Bader’s failure promptly to notify MVAIC of the settlement, repay the lien, or commence an interpleader action under CPLR 1006 exposed Bader and Pope to personal liability to MVAIC. (See Disciplinary Rule 9-102 [c] [1] [“A lawyer shall promptly notify a . . . third person of the receipt of funds, securities, or other properties in which the client or third person has an interest.”].) When an independent claim exists against the holder of the funds at issue, the holder is not a mere stakeholder entitled to relief under CPLR 1006.
Bader contended that the delay in payment of the settlement funds resulted simply from doubt over which parties’ lien should be repaid from those funds. Each competing claim, though, must rest on a reasonable basis. “Here, the relevant law should have demonstrated to Bader’s satisfaction that MVAIC’s statutory lien attached to the settlement funds after Bader’s charging lien, but before OCSS’s and IREA’s liens,” because statutory liens take precedence over personal liens as well as welfare liens.
MVAIC is an insurer holding a lien conferred by statute to secure the repayment of no-fault benefits. (See Insurance Law § 5104 (b).) “The purported conflicting liens did not provide a reasonable basis for Bader to withhold funds.”

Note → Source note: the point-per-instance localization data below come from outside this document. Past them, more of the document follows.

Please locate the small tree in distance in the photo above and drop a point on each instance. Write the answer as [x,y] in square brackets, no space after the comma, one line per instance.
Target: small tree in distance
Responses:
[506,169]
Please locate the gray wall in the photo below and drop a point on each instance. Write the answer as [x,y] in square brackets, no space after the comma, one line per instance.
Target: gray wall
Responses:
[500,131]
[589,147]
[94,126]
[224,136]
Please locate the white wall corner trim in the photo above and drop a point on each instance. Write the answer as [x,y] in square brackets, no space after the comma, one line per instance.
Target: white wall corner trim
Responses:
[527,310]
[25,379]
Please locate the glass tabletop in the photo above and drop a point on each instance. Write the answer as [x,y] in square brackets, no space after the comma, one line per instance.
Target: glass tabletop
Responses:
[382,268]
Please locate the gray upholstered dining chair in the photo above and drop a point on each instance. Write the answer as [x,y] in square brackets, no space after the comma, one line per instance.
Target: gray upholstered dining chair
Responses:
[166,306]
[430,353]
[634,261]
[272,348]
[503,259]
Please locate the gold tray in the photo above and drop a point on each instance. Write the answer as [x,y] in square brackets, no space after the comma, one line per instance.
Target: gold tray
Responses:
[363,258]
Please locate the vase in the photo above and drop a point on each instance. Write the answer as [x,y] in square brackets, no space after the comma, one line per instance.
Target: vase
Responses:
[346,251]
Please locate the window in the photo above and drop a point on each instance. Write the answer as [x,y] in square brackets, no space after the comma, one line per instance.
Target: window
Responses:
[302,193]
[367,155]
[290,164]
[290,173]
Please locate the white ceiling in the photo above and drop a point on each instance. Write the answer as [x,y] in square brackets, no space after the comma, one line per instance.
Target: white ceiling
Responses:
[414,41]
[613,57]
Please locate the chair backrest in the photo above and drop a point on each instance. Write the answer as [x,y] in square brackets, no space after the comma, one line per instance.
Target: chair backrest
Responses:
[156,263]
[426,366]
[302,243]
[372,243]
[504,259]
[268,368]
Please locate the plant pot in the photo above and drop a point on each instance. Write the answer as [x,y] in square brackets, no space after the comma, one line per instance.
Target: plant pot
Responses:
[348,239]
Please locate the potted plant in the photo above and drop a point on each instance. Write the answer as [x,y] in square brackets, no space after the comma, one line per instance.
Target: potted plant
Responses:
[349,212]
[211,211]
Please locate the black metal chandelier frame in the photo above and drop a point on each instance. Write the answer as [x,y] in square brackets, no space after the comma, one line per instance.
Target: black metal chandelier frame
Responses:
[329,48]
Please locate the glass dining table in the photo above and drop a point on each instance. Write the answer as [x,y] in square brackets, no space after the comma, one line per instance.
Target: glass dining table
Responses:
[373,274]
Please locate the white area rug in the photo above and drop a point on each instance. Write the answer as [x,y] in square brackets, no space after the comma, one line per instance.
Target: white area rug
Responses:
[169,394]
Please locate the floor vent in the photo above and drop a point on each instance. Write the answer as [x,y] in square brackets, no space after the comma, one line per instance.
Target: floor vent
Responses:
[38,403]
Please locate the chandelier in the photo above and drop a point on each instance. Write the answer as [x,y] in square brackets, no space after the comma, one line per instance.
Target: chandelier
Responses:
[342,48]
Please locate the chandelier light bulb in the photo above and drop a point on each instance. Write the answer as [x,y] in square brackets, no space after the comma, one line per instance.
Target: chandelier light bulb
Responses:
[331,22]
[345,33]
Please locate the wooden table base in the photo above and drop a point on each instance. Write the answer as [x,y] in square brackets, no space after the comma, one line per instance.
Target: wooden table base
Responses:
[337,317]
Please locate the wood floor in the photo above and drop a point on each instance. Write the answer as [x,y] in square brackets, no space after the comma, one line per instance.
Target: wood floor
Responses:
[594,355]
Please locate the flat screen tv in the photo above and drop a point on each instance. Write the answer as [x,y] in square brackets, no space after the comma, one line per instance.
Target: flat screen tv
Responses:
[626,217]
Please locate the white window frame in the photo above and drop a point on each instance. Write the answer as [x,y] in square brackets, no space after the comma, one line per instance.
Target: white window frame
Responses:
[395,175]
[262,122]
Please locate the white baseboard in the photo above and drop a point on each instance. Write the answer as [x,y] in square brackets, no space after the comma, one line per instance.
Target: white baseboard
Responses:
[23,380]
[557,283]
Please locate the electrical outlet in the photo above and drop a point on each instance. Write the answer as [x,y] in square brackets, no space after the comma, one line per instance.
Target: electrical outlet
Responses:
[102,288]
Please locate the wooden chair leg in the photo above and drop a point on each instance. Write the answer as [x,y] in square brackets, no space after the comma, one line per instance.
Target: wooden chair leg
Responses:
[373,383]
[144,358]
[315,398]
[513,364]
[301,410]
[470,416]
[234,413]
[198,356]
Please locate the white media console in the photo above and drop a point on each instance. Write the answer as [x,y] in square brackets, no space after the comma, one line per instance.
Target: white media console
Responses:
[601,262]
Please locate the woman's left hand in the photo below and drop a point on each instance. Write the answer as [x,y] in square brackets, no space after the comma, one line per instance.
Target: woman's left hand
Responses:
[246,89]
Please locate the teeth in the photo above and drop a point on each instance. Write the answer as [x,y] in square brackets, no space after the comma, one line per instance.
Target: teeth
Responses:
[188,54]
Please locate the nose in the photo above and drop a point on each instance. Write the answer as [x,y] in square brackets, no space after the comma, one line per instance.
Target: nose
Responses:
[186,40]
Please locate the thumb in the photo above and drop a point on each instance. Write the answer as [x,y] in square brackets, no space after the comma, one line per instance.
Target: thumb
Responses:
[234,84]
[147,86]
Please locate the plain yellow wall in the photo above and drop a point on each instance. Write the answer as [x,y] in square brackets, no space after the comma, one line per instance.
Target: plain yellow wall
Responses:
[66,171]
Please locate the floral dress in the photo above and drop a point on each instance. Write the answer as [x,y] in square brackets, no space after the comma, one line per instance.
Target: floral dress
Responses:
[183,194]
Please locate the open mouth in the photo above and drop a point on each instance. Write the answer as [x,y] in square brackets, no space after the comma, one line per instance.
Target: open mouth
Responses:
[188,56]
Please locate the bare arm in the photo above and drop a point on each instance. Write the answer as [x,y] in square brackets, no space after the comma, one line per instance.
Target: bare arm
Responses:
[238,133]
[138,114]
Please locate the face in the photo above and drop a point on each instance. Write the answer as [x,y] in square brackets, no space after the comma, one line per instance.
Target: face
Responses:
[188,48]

Bader did not interplead OCSS and IREA until six months after MVAIC filed this lawsuit, over one year after the third-party settlement with Haidara. Bader and Pope were aware of MVAIC’s, OCSS’s, and IREA’s liens at the time they settled with Haidara but did nothing with the funds. Bader and Pope did not provide a reasonable basis for this delay. “This failure, and their exposure to liability, establish that Bader and Pope are not mere stakeholders entitled to relief under CPLR 1006. Bader and Pope cannot pay the settlement funds into this court, be discharged of liability, or have the cross-claims dismissed.”
As a result, MVAIC was awarded summary judgment for the amount of the lien (plus interest), but its bid for a 22% legal fee was denied. Bader was granted permission to deduct its charging lien for legal fees from the settlement funds, pay MVAIC from the remaining funds, then repay OCSS’s and IREA’s liens to the extent possible with the funds left over, before Pope may recover.
Comment
Therefore, the order of priority is: attorney’s fee, statutory liens, then welfare and child support liens. Only after these are paid does the injured claimant get the remainder.